Relations between the single-pass and double-pass transition probabilities in quantum systems with two and three states

TL;DR

This paper provides a theoretical analysis of the relationship between single-pass and double-pass transition probabilities in quantum systems, revealing quantum interference effects that cause deviations from classical expectations.

Contribution

It introduces explicit analytic formulas linking single-pass and double-pass probabilities in two- and three-state quantum systems using SU(2) and SU(3) symmetries.

Findings

Quantum probabilities degrade faster than classical predictions in repeated processes.

Double-pass measurements can underestimate actual single-pass efficiencies.

Explicit formulas are derived for common quantum control techniques.

Abstract

In the experimental determination of the population transfer efficiency between discrete states of a coherently driven quantum system it is often inconvenient to measure the population of the target state. Instead, after the interaction that transfers the population from the initial state to the target state, a second interaction is applied which brings the system back to the initial state, the population of which is easy to measure and normalize.
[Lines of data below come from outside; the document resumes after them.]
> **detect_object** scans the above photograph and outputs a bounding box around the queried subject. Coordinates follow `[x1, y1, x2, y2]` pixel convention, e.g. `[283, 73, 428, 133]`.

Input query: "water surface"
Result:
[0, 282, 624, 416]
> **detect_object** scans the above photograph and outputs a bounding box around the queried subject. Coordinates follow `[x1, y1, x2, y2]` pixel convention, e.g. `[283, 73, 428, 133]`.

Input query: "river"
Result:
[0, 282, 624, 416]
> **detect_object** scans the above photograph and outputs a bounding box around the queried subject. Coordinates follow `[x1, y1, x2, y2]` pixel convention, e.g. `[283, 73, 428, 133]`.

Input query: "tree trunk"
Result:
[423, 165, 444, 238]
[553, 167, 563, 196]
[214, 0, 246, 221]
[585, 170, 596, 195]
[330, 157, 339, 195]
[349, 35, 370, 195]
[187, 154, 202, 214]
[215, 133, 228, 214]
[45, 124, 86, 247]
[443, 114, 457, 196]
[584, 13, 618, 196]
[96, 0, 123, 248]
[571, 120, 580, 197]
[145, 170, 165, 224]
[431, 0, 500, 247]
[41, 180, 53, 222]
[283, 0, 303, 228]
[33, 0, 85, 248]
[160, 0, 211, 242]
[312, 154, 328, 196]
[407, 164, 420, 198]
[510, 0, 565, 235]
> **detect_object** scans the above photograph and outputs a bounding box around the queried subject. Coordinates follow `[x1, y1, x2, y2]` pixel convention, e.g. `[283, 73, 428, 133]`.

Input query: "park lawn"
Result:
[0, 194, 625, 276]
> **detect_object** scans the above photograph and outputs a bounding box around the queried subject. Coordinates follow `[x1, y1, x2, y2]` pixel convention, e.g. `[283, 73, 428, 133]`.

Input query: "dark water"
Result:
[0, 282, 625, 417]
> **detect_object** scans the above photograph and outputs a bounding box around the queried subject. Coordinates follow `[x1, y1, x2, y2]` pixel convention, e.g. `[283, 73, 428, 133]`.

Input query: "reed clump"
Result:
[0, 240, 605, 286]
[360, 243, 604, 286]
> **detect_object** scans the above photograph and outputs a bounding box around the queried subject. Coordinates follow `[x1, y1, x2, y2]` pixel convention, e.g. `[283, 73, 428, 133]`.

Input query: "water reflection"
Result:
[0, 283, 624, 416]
If the transition probability is $p$ in the forward process, then classical intuition suggests that the probability to return to the initial state after the backward process should be $p^2$. However, this classical expectation is generally misleading because it neglects interference effects. This paper presents a rigorous theoretical analysis based on the SU(2) and SU(3) symmetries of the propagators describing the evolution of quantum systems with two and three states, resulting in explicit analytic formulas that link the two-step probabilities to the single-step ones. Explicit examples are given with the popular techniques of rapid adiabatic passage and stimulated Raman adiabatic passage. The present results suggest that quantum-mechanical probabilities degrade faster in repeated processes than classical probabilities. Therefore, the actual single-pass efficiencies in various experiments, calculated from double-pass probabilities, might have been greater than the reported values.